Evaluation of the Sum from k=1

Evaluation of the Sum ( \Sigma (5k + 8) )

To evaluate the sum represented by the notation ( \Sigma (5k + 8) ) from ( k=1 ) to a specified upper limit, we need to define the range for ( k ) clearly. However, this information appears to be incomplete in the transcript. In order to demonstrate how the evaluation works, let’s assume the upper limit is ( n ).

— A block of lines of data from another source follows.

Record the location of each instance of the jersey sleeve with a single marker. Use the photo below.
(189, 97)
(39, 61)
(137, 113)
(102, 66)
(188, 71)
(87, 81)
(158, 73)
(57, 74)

Therefore, the complete sum can be expressed formally as follows:

\sum_{k=1}^{n} (5k + 8)

Step 1: Break the Sum into Two Parts

The sum can be separated into two distinct components:

1. Sum of ( 5k )
2. Sum of ( 8 )

Thus, the expression can be rewritten as:

\sum_{k=1}^{n} (5k + 8) = \sum_{k=1}^{n} 5k + \sum_{k=1}^{n} 8

Step 2: Evaluate Each Component

1. Calculating ( \sum_{k=1}^{n} 5k )
      The term ( 5k ) can be factored out:
   
   
      \sum_{k=1}^{n} 5k = 5 \sum_{k=1}^{n} k
   
      The known formula for the sum of the first ( n ) natural numbers is:
   
   
      \sum_{k=1}^{n} k = \frac{n(n+1)}{2}
   
      Therefore:
   
   
      \sum_{k=1}^{n} 5k = 5 \cdot \frac{n(n+1)}{2} = \frac{5n(n+1)}{2}
   

2. Calculating ( \sum_{k=1}^{n} 8 )
      Since ( 8 ) is a constant, it can be simplified as:
   
   
      \sum_{k=1}^{n} 8 = 8n
   

Step 3: Combine the Results

Now, combining both parts gives:

\sum_{k=1}^{n} (5k + 8) = \frac{5n(n+1)}{2} + 8n

Final Simplification

To further simplify, let’s combine the terms:

1. Finding a common denominator:
   
   
      \frac{5n(n+1)}{2} + \frac{16n}{2} = \frac{5n(n+1) + 16n}{2}
   
2. Thus, we have:
   
   
      \sum_{k=1}^{n} (5k + 8) = \frac{5n^2 + 21n}{2}
   

Conclusion

Therefore, the evaluated sum ( \sum_{k=1}^{n} (5k + 8) ) results in:

\sum_{k=1}^{n} (5k + 8) = \frac{5n^2 + 21n}{2}

This represents the complete evaluation for an unspecified upper limit ( n ). The final result is contingent upon the actual value of ( n ) when it is specified in practical applications.